I actually haven't read Kunen. But I have taught axiomatic set theory before. The basics you should know are probably the completeness and compactness theorems, the knowledge of Łoś theorem is probably also there somewhere. These already encompass a lot of basic model theory and logic.
From the recursion theory parts, you should know what does it mean that $\Gamma\vdash\varphi$ is a decidable statement. This means that you need to understand coding of first-order logic into the natural numbers, and all the mechanism. Knowledge of the incompleteness theorem usually encompasses all of this, and more which is necessary from a philosophical point of view to understand certain more advance parts of set theory (e.g. large cardinal axioms).
From the little I've glanced through Kunen, he is sometimes overly formalistic to my taste.
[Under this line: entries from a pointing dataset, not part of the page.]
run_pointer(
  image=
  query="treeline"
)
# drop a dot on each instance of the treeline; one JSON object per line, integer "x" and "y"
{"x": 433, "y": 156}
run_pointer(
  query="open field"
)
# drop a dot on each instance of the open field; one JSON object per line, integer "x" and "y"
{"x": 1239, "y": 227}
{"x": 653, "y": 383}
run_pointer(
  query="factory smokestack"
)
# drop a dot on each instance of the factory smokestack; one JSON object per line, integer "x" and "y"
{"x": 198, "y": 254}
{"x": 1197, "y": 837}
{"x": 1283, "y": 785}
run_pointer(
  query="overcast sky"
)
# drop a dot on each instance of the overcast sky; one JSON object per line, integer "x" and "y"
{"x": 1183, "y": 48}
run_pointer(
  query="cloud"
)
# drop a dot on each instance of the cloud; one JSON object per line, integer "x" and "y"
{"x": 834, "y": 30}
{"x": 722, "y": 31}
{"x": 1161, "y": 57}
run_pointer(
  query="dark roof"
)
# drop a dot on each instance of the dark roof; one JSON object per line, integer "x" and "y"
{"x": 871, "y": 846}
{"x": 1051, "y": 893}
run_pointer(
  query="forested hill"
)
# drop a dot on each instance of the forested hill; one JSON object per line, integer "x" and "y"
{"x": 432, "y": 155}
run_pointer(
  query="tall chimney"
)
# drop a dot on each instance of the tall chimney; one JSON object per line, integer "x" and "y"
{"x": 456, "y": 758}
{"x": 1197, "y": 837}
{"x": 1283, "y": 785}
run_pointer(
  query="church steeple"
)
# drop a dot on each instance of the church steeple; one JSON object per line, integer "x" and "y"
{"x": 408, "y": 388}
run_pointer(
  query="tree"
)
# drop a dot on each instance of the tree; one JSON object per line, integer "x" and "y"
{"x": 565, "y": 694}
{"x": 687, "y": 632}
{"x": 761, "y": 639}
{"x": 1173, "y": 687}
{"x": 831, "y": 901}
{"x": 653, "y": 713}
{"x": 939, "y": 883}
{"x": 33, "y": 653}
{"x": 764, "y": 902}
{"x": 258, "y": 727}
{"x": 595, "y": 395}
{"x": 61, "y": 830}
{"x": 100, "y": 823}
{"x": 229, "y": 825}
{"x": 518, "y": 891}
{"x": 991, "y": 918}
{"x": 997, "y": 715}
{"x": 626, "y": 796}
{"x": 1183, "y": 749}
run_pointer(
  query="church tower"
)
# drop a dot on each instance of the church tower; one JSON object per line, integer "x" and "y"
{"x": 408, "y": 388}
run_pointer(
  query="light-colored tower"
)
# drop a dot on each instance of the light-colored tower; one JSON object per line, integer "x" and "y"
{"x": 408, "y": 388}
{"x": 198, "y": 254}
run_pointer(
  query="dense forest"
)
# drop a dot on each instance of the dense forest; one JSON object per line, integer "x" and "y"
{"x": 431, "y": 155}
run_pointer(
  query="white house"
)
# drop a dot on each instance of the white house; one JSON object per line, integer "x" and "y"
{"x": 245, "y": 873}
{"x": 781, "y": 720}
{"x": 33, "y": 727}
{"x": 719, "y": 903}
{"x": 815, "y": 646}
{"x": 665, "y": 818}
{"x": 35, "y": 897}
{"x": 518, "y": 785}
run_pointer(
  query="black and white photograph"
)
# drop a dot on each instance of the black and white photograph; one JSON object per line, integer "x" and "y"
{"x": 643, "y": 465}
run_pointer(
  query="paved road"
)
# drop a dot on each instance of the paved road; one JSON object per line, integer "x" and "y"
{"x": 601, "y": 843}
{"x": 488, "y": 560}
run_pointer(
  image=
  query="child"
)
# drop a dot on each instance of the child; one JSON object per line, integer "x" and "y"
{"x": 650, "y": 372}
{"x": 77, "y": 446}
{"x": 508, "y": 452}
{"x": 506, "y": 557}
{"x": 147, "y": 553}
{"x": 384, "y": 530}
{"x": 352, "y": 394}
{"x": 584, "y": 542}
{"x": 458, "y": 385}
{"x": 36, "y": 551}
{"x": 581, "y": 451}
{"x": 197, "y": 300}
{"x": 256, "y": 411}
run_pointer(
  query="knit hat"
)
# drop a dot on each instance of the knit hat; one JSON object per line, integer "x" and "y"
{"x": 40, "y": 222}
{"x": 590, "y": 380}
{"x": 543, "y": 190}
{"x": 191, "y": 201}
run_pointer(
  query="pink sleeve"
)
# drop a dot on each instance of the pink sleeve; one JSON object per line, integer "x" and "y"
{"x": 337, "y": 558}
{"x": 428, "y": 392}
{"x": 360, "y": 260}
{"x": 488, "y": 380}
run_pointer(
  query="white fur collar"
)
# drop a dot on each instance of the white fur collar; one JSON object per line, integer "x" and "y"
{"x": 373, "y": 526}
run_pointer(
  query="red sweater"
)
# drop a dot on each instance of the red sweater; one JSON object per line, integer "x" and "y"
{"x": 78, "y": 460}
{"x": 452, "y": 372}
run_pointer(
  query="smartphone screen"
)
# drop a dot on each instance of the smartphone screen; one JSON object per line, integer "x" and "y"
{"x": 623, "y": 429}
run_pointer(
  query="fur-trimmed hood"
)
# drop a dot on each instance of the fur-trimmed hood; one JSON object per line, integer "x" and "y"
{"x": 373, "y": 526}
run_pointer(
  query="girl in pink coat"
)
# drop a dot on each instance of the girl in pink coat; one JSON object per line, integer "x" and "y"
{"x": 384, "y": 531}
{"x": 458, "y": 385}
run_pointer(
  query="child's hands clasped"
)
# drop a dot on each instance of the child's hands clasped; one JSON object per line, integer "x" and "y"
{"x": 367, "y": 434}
This means that he would bring up things from the second paragraph above more than I'd care for as a reader, and from a pedagogical point of view I find them to be a burden on the student. I know, however, several people who would argue the opposite point of view. So this is really up to you decide what you prefer.
To that end, if you are like me, and you still insist on reading Kunen (rather than one of the alternatives), you might as well work backwards. When you run into a statement you don't understand, look it up, and read "backwards" until you fill in the blanks. Not everyone can do it, but you can give it a go.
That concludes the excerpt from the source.